Resources hosted on Azure App Service are at the forefront as attackers are constantly on the lookout for vulnerabilities in web applications. Dormant domains are a permanent resident on the checklist of both opportunistic and target-oriented attackers. To reduce potential attack surface, Azure App Service enforces domain verification when binding custom domain to an App service resource.

In this blog, we discuss how Azure Defender for App Service identifies any Domain Name System (DNS) entries remaining in your DNS registrar when an App Service website is decommissioned—these are known as dangling DNS entries. When you remove a website and don’t remove its custom domain from your DNS registrar, the DNS entry is pointing at a non-existent resource and your subdomain is vulnerable to a takeover. We recommend that you implement processes to prevent dangling DNS entries and prevent subdomain takeovers.

General introduction: Dangling DNS

Dangling DNS starts when custom DNS from your domain’s DNS zone is mapped to a DNS CNAME record of an Azure resource that is no longer provisioned, leaving the associated domain “dangling”. This dangling DNS entry, also known as a dangling domain, leaves the domain vulnerable to a malicious action known as a subdomain takeover.

When a subdomain takeover occurs, a malicious actor takes control of the domain which was previously associated with your deprovisioned Azure resource. By gaining control, malicious actors can intercept traffic intended for that endpoint and or offer malicious contraband content from that endpoint. The potential impact may vary depending on the architecture of your application.
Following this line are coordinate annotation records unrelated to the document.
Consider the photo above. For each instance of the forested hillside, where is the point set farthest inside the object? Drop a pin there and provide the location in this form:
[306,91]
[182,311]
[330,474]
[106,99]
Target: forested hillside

Azure Defender for App Service

Azure Defender for App Service uses the scale of the cloud to identify attacks targeting applications running over App Service. Attackers probe web applications to find and exploit weaknesses. Before being routed to specific environments, requests to applications running in Azure go through several gateways, where they’re inspected and logged. This data is then used to identify exploits and attackers, and to learn new patterns that will be used later.

By leveraging the visibility that Azure has as a cloud provider, Azure Defender for App Service analyzes App Service internal logs to identify attacks across multiple targets. For example, consider an attack methodology that demonstrates widespread scan which originated from distributed sources. This type of attack typically comes from a wide set of IPs and shows patterns of crawlers, while the attackers search for a vulnerable page or plugin. This type of attack cannot be identified from the standpoint of a single host.

Dangling DNS protection

Azure Defender for App Service introduces protection against dangling DNS for customers who have previously bound custom domain to their App Service hosted application. This work covers both Azure DNS managed domains as well as ones that are managed through external domain registrars. We detect dangling DNS even when it is not the CNAME itself that is dangling but a service further along the line pointing to a decommissioned web site which doesn’t exist. An example for this is a custom domain which points to an existing Azure Traffic Manager which points to a deleted web site.

Azure Defender for App Service monitors deprovisioning of websites and verifies that no alias records have remained. In cases where invalid domain configuration is found, a security alert will be raised so users can quickly remediate a newly created vulnerability. Azure Defender for App Service presents two types of alert:

  1. Dangle DNS record detected for a recently decommissioned App Service resource that has a valid DNS pointer (also known as “dangling DNS” entry). This leaves the user susceptible to subdomain takeover.
  2. Potential dangle DNS record detected for a recently decommissioned App Service resource that has a valid DNS pointer (also known as “dangling DNS” entry). In this case, a TXT record with the Domain Verification ID was found. There is currently no immediate risk of a subdomain takeover, however it is recommended to remove CNAME pointers for decommissioned App Service resources.

Figure 1. Sample of an Azure Defender alert raised in response to a Dangle DNS record has been detected.

Prevent dangling DNS entries

Ensuring that your organization has implemented processes to prevent dangling DNS entries and the resulting subdomain takeovers is a crucial part of your security strategy.

Some Azure services offer features to aid in creating preventative measures and are detailed below. Other methods to prevent this issue must be established through your organization’s best practices or standard operating procedures.